What if you could price a portfolio of 100 private markets fund interests in 60 seconds? It’s a compelling thought in a market where such an exercise may take two weeks and hundreds of hours of collective human resources.

The implications for LP secondaries trades would be immense. Buyers possessing such a capability could sidestep auction processes and make serious offers for portfolios before competitors have even fired up their laptops. Intermediaries whose clients are in need of a quick sale process may be incentivised to approach firms with such capabilities first, rather than launch a lengthy fully fledged auction.

As of mid-June 2023, Secondaries Investor has not directly seen any tangible examples of how artificial intelligence and machine learning can be applied to LP secondaries trades. This doesn’t mean there aren’t firms in the market attempting to do so.

As we reported this week, Clipway, a London-headquartered investment firm, has assembled a high-profile team of former Ardian, Coller Capital and Rothschild Five Arrows executives to launch what Secondaries Investor understands is an AI-driven approach to pricing LP portfolios. Clipway is understood to be eyeing a $1 billion first close on its debut fund by the end of the summer. We’ll be keeping our eye on this firm closely.

Clipway won’t have been the first to apply technology to LP portfolio trades and it likely won’t be the last. Swiss asset manager Bellevue, which launched an LP secondaries business in January with the hire of a trio from Partners Group, says it uses “sophisticated quantitative financial modelling and valuation tools” and the “systematic gathering of a multitude of data points” to enable it to more efficiently analyse portfolios of fund interests and price them.

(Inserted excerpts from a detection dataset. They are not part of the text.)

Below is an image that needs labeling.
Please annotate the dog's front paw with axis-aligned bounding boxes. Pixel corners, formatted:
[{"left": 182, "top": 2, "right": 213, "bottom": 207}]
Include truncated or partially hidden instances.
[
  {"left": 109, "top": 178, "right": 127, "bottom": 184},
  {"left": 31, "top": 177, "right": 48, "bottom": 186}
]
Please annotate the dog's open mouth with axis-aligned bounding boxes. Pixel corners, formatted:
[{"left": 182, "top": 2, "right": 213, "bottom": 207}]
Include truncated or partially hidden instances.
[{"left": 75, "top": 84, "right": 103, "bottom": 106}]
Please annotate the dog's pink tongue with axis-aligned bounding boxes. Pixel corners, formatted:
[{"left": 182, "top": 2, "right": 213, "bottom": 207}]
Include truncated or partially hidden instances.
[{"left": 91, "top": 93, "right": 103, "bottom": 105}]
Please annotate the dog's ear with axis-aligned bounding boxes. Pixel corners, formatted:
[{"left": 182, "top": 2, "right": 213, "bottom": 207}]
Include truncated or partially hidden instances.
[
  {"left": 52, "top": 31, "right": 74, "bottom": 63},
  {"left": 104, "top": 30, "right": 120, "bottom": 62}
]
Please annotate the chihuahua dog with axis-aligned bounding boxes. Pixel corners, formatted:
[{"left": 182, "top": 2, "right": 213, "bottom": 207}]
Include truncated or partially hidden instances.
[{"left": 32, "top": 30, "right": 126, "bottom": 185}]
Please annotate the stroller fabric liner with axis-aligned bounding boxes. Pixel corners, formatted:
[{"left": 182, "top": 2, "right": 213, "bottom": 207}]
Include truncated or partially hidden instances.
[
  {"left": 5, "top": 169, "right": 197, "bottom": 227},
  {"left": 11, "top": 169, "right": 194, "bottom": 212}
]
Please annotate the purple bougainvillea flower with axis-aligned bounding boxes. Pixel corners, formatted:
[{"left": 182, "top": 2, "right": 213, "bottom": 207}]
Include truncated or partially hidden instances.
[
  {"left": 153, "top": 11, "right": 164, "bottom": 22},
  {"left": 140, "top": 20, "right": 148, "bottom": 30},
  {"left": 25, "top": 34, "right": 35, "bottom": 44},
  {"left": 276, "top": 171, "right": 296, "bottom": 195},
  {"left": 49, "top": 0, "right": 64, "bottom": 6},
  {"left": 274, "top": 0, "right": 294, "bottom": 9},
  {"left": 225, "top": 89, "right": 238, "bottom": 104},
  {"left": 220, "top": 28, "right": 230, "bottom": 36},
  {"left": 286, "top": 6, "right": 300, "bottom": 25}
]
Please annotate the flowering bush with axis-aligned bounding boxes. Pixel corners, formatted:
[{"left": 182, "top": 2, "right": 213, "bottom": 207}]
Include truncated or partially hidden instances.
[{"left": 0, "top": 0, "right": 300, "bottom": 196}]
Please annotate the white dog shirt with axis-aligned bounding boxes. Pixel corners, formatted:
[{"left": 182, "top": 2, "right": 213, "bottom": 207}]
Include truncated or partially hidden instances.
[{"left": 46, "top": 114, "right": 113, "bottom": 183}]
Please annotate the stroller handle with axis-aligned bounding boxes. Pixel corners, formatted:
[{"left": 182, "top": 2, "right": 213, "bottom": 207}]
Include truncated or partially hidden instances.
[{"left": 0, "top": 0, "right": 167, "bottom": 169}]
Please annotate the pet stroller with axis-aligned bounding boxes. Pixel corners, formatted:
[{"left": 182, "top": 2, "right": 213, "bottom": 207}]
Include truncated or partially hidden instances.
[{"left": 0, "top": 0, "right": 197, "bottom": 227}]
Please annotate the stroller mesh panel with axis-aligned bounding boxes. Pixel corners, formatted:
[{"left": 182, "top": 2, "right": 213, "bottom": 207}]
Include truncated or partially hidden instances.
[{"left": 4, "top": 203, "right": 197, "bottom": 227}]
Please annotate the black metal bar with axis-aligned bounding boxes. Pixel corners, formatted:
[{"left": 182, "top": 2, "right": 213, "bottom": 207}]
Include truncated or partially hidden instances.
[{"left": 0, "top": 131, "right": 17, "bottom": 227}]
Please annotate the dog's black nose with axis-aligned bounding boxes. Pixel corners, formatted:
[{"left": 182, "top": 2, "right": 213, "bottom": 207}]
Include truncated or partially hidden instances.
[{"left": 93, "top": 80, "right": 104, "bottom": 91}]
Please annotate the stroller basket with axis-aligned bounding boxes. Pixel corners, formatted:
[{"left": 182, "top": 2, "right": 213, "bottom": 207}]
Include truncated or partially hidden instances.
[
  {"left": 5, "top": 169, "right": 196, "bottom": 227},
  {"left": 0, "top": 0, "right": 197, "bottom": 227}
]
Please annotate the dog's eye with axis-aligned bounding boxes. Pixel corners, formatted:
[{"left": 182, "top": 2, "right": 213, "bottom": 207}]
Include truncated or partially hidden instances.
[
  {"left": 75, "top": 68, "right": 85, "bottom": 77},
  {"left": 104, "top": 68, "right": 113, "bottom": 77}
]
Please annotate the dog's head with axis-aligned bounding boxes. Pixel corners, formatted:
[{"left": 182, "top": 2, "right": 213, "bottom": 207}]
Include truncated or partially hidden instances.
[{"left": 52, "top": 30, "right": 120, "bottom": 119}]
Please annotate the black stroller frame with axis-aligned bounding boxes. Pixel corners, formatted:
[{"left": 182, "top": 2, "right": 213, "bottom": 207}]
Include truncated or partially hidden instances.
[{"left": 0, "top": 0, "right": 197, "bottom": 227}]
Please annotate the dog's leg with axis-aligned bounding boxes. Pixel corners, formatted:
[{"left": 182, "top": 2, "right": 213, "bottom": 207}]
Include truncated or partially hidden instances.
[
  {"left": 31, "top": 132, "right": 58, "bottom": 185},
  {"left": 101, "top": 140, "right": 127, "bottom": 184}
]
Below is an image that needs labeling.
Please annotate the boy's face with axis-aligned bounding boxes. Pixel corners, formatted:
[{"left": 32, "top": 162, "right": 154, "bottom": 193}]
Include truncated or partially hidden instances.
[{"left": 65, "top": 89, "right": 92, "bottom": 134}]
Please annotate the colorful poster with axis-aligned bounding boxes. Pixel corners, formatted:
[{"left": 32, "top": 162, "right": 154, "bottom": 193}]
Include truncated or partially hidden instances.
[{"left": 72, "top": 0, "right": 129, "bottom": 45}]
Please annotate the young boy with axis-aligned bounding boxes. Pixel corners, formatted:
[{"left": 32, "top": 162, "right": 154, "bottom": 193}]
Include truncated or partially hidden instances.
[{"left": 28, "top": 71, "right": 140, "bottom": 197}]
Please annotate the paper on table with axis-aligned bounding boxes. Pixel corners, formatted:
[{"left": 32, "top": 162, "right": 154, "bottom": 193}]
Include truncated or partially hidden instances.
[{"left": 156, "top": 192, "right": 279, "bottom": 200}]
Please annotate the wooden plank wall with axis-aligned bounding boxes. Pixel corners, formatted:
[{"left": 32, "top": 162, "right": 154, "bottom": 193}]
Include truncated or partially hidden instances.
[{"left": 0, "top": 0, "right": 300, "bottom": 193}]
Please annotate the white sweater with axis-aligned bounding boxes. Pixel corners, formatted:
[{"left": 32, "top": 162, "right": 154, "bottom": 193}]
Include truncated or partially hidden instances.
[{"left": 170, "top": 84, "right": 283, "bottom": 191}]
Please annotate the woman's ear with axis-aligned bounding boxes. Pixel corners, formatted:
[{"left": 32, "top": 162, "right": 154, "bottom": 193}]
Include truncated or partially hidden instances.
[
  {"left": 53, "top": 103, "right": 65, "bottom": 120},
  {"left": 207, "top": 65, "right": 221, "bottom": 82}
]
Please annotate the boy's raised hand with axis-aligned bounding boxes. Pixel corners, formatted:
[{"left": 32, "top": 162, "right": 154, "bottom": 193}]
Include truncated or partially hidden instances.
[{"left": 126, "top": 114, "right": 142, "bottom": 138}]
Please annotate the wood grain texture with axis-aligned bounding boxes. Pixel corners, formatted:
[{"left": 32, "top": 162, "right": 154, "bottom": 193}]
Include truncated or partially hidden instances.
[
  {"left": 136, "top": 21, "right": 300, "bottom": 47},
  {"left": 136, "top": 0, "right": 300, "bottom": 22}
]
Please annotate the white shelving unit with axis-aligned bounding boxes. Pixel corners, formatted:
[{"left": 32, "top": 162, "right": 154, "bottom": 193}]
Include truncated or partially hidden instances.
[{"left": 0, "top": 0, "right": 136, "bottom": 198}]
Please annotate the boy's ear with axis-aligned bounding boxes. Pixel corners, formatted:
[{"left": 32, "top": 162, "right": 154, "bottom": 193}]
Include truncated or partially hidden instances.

On the intermediary side, Secondaries Investor is aware of at least one large advisory firm that uses data analytics internally for LP portfolio pricing. At least one new entrant appears to be doing this too: Tap, a digital trading platform for LP secondaries, says its pricing database and tech offering helps broaden the number of potential buyers of a fund stake, although Secondaries Investor does not have specific details of how this works.

Before those without an AI-driven secondaries-focused tool throw in the towel, it’s worth remembering that the secondaries market remains a human and relationship-driven one. There is non-public information that is not available to AI; qualitative information about a portfolio or fund manager that can’t be captured in an algorithm; and the commercial reality that a deal might not always be won by the fastest mover or the highest bidder.

That said, the LP portfolio market is ripe for tech disruption in multiple areas. Legal processes surrounding transfers remain inefficient and cumbersome; non-disclosure agreements can still take up to three weeks to clear; updating the data room of a portfolio of fund stakes can be tedious, clerical work if not outsourced to a third-party.

Firms that successfully deploy any form of technology to an inefficient financial market will have history on their side. With generative AI evolving every day, there’s every chance the LP secondaries market will look somewhat different in a year from now.